Thermal grease. The traditional interface material in electronics is thermal grease. Available in silicone or non-silicone varieties, thermal grease provides thermal resistance through excellent gap filling and an extremely thin bond line. It is reworkable, and it is easy to apply, including automated dispensing. It provides good reliability at a low cost. Thermal grease also can be applied as a thermal interface pad, where the grease is impregnated in the pad. The thermal pad offers the same wetting capability as thermal grease, but can be die-cut to custom shapes for drop-in-place assembly. Issues with grease can include contamination (for silicone grease), pump-out during thermal cycles, and imprecise or inconsistent application.

Phase change materials. Phase change materials are often used to supplement some of the issues related to grease. These materials are solids at room temperature but change to liquid once the excess heat of a device pushes the material past its melting point.

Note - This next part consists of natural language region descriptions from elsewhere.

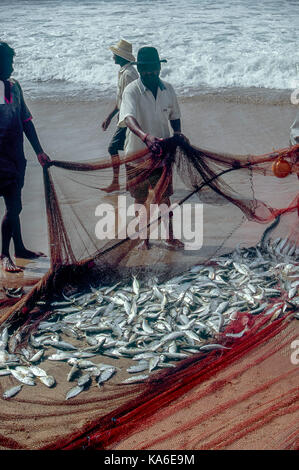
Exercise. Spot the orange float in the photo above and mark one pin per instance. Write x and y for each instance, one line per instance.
(281, 168)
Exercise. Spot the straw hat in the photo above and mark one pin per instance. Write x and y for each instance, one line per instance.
(123, 49)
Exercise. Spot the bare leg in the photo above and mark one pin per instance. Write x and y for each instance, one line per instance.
(7, 264)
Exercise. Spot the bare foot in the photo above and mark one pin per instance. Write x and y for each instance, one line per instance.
(144, 245)
(110, 189)
(8, 265)
(28, 254)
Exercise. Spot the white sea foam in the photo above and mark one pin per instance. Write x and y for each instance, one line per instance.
(63, 51)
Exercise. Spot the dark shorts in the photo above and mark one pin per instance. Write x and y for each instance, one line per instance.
(140, 192)
(118, 141)
(12, 194)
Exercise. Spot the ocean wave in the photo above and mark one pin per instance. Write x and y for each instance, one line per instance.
(64, 48)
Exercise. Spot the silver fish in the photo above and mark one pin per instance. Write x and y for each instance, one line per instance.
(12, 392)
(74, 392)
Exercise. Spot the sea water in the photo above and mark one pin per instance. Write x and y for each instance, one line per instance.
(62, 46)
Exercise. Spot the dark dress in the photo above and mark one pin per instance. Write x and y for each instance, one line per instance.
(13, 113)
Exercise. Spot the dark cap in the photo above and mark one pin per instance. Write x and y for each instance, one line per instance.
(147, 56)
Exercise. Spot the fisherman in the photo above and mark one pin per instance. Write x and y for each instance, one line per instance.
(15, 119)
(148, 106)
(122, 55)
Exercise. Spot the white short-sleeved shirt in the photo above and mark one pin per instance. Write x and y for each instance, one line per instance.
(294, 131)
(126, 75)
(153, 115)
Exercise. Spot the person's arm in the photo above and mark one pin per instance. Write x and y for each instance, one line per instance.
(106, 122)
(31, 135)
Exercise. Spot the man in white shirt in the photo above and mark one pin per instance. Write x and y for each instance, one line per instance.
(294, 131)
(148, 106)
(122, 55)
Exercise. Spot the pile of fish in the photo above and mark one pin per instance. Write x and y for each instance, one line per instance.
(153, 325)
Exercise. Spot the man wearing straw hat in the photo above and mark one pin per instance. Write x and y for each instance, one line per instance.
(148, 106)
(122, 55)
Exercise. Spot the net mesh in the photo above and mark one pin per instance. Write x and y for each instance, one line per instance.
(240, 198)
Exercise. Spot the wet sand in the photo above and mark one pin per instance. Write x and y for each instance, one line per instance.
(71, 131)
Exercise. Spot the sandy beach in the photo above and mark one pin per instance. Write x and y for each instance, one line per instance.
(72, 131)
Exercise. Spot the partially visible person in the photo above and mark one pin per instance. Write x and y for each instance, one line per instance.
(122, 55)
(294, 131)
(148, 106)
(15, 119)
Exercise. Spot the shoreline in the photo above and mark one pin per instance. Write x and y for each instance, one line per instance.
(72, 131)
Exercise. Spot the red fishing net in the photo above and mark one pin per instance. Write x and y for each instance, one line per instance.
(236, 198)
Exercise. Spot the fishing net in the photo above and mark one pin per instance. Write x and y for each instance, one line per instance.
(220, 203)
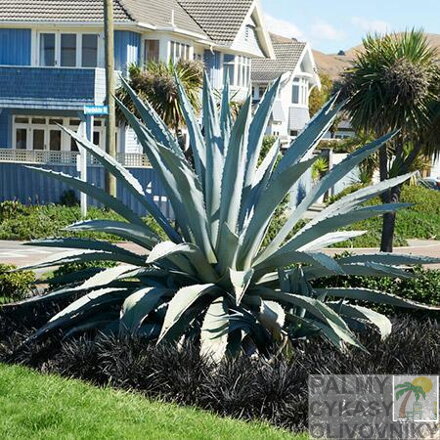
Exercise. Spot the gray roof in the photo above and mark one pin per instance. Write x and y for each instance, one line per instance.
(220, 19)
(287, 52)
(58, 11)
(153, 12)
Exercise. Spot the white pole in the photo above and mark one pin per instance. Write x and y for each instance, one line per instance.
(87, 132)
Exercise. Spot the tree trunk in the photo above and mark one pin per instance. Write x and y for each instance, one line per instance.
(402, 410)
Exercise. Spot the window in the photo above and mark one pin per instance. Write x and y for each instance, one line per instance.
(249, 32)
(21, 139)
(47, 50)
(300, 91)
(68, 50)
(89, 50)
(179, 51)
(42, 133)
(238, 68)
(151, 50)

Typically composed of a coating of phase change compound on an aluminum or polyimide substrate, new phase change materials can be coated directly onto a release liner without using a substrate. This improves performance by creating a better flow when the phase change material is in the liquid stage, as well as better gap and void filling. The interface is thinner without the substrate, resulting in more efficient heat transfer.

The phase change material doesn’t pump out of the interface like grease and it is more manufacturing friendly. There is no messy application or cleanup necessary, and in many cases, phase change materials provide more reliable thermal management over the long run than grease.